Trying to understand the how and why, Rizga spent the next four years visiting the classrooms and following students, parents and teachers.
The story of one student named Maria, an immigrant from El Salvador, came to symbolize the strategies that contribute to Mission High’s success. When Maria started middle school in San Francisco, she spoke so little English that she was afraid to ask the location of the restrooms. Through the eighth grade, her English remained poor and she couldn’t multiply figures. But once she entered Mission High School, Maria quickly benefited from the faculty’s high-touch strategy to personalize instruction and advising to cater to a student’s strengths and needs.
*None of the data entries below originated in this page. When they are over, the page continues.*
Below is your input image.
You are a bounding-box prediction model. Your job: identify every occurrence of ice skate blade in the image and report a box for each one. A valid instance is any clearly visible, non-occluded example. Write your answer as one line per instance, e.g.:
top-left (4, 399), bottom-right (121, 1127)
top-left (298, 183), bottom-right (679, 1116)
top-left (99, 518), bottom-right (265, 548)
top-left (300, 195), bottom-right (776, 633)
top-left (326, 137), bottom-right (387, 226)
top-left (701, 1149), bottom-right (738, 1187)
It turned out that Maria did poorly on multiple choice questions, which dominate the federally mandated tests used to rate schools. However, teachers realized that Maria is smart and has an analytical mind. They pushed her to improve her writing. Maria found a zeal for doing in-depth research on topics that interest her, such as African American history, the war in Iraq and school desegregation. By the time she graduated from Mission High, Maria had won two scholarships and acceptance letters from five colleges and universities.
Rizga distilled what she learned into a book, “Mission High,” which was published just last year. In it, she tells how she came to realize that the United States’ swing towards increased standardization and high-stakes testing is not going to rescue American’s troubled school systems. In short, the policy experts and education officials who pushed these strategies were wrong. Instead, schools need experienced, caring teachers who can and want to deal with students who come to the classroom with diverse backgrounds, skills and needs. She opened her book with the story of Maria and those who helped her, like English teacher Amadis Velez and history teacher Robert Roth.
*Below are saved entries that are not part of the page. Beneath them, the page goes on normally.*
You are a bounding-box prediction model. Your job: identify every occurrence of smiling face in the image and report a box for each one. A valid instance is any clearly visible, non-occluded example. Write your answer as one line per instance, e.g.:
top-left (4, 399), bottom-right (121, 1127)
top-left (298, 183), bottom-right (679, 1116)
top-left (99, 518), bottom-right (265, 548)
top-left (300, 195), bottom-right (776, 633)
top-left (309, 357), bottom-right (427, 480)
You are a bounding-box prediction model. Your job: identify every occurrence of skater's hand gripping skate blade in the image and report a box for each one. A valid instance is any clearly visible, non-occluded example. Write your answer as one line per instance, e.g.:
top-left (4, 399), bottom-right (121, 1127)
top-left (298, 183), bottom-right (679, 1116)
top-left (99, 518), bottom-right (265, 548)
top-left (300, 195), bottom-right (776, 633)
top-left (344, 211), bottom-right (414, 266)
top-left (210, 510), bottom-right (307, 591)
Rizga, who also writes for Mother Jones magazine, is one of the fellows in Renaissance Journalism’s Equity Reporting Project, which we launched to help education reporters investigate opportunity gaps and systemic inequities in the nation’s school systems. She credits the fellowship program and the briefings received from noted education scholars, such as Prof. Prudence Carter of Stanford University, for helping her to analyze the different ways that poor, minority and immigrant students are shortchanged. This analysis floats to the top in “Mission High.”
For the fellowship, Rizga published a story, “Sorry I’m Not Taking This Test,” in Mother Jones. It describes high school students who have joined a revolt against the current emphasis on standardized tests. She wanted to give voice to those who are most hurt by testing overload—low-income Latino and black students. One recent study by the Center for American progress found that urban, low-income high school students spend 266 percent more time taking district-level exams than their suburban counterparts. Test scores are used to rate schools and teachers, which Rizga now understands is a blunt, ineffective way to improve schools. “The promise of education in America is really broken,” she said.
Rizga said that she came to these conclusions after immersing herself at Mission High, reporting the story, in effect, from the ground up, rather than taking the word of the policy experts and education regulators. “Talking to the people on the ground let’s you uncover hidden stories,” she said. “You won’t get this from state statistics.” The book’s subtitle summarizes the secret behind Mission High’s success: “One School, How Experts Tried to Fail It, and the Students and Teachers Who Made It Triumph.”
Jon Funabiki is the founder and executive director of Renaissance Journalism. He is a professor of journalism at San Francisco State University.